Where did everyone go? The top 25 destinations included five cities in Texas (Austin, Houston, San Antonio, Frisco and Dallas) and one in Oklahoma (Lawton, population 94,000) – states that already have abortion bans in place. Other places — Nashville, Boise, Phoenix and St. Petersburg, Florida — are in states where abortion is likely to be banned or restricted, forcing women to balance material comforts and essential reproductive freedoms. A possible and not insignificant consequence of these new restrictions on female autonomy is the undermining of a cultural and economic renaissance that so many smaller cities have experienced over the past decade, a renaissance that has in turn led to more progressive political environments.
Lorraine Hariton, the president and chief executive of Catalyst, a nonprofit that has helped companies build more equitable workplaces for women for 60 years, has pondered these issues. “We have a labor shortage and talent is top of mind in business. Women represent more than 50 percent of the workforce and more than 50 percent of graduates. The focus on DEI is at an all-time high,” she told me.

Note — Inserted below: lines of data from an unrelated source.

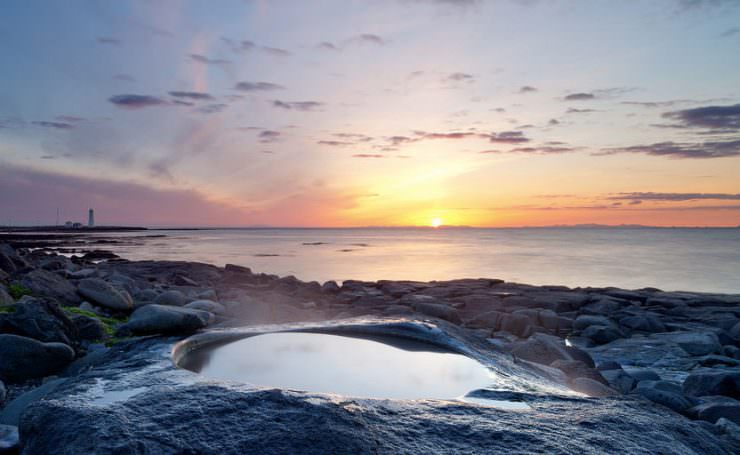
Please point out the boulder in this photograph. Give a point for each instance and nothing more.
(438, 310)
(23, 358)
(171, 298)
(601, 334)
(163, 319)
(39, 319)
(725, 383)
(89, 329)
(592, 388)
(697, 343)
(9, 439)
(643, 323)
(42, 283)
(713, 411)
(674, 401)
(101, 293)
(584, 321)
(619, 380)
(207, 305)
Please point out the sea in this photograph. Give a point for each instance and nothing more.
(671, 259)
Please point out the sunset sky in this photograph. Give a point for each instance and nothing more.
(370, 113)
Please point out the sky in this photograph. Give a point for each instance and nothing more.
(370, 112)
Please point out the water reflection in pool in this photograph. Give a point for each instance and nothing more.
(358, 367)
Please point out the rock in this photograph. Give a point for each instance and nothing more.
(89, 329)
(181, 280)
(584, 321)
(171, 298)
(601, 334)
(541, 348)
(674, 401)
(713, 411)
(725, 383)
(42, 283)
(644, 375)
(105, 295)
(619, 380)
(23, 358)
(592, 388)
(207, 305)
(163, 319)
(440, 311)
(514, 323)
(39, 319)
(697, 343)
(609, 365)
(9, 440)
(577, 369)
(5, 298)
(643, 323)
(730, 428)
(392, 310)
(330, 287)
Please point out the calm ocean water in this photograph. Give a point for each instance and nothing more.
(669, 259)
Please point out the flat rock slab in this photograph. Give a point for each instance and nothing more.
(135, 398)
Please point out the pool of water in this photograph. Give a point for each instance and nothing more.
(377, 367)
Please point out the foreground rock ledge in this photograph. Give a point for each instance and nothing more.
(134, 400)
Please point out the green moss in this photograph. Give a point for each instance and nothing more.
(17, 291)
(7, 308)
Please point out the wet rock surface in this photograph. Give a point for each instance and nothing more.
(603, 369)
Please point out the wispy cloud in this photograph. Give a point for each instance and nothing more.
(304, 106)
(258, 86)
(129, 101)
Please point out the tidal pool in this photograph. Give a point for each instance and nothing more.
(376, 367)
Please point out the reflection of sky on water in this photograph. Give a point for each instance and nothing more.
(670, 259)
(346, 366)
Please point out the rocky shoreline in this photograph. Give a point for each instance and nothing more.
(650, 371)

Recruitment is already a challenge. “And changes in legislation will affect the attractiveness of geography to people.”
Great local barbecue, a more manageable pace of everyday life and reasonably priced 50s modern furnishings only go as far as the benefits of compromise. “Young women may say, ‘I don’t plan to have an abortion'” Janice Reals Ellig, the chief executive of a headhunting firm in Manhattan, told me, “But I want to be in a state that’s friendly to women.” Many in Texas are already concerned about the prospect of companies changing expansion plans in the state or refusing to go all the way there. “We’ve had other social issues that have been controversial in the past,” said Justin Yancy, president of the Texas Business Leadership Council, told The Austin American-Statesman earlier this week“but this could be a bigger test.”
It’s easy to imagine a scenario where these inequalities in governance only serve to bolster the near-imperial status of a few major US cities, further widening the economic and social divide between them and the rest of the country. Politicians in the Northeast have already tried to capitalize on the divisions; New York City Mayor Eric Adams was quick to point out that the state’s stance on social issues, such as access to abortion and LGBTQ rights, makes New York more welcoming than other places.
Last month, Massachusetts Governor Charlie Baker continued† He said the state could “encourage” companies in places that have severely restricted reproductive rights to move to Massachusetts, where access to abortion is readily available. In fact, the laws protecting reproductive freedom are some of the strongest in the country. If certain companies take up his offer, they would presumably take their employees with them.
The danger isn’t just that Austin, or Nashville, or Lawton, Oklahoma, won’t attract certain people; it’s also that others simply choose to leave those places behind. As a concerned friend in Alabama told me last week, the threat of the brain drain is real. The chance that superstar cities like New York and Boston will only dig deeper into talent hoarding is just as problematic.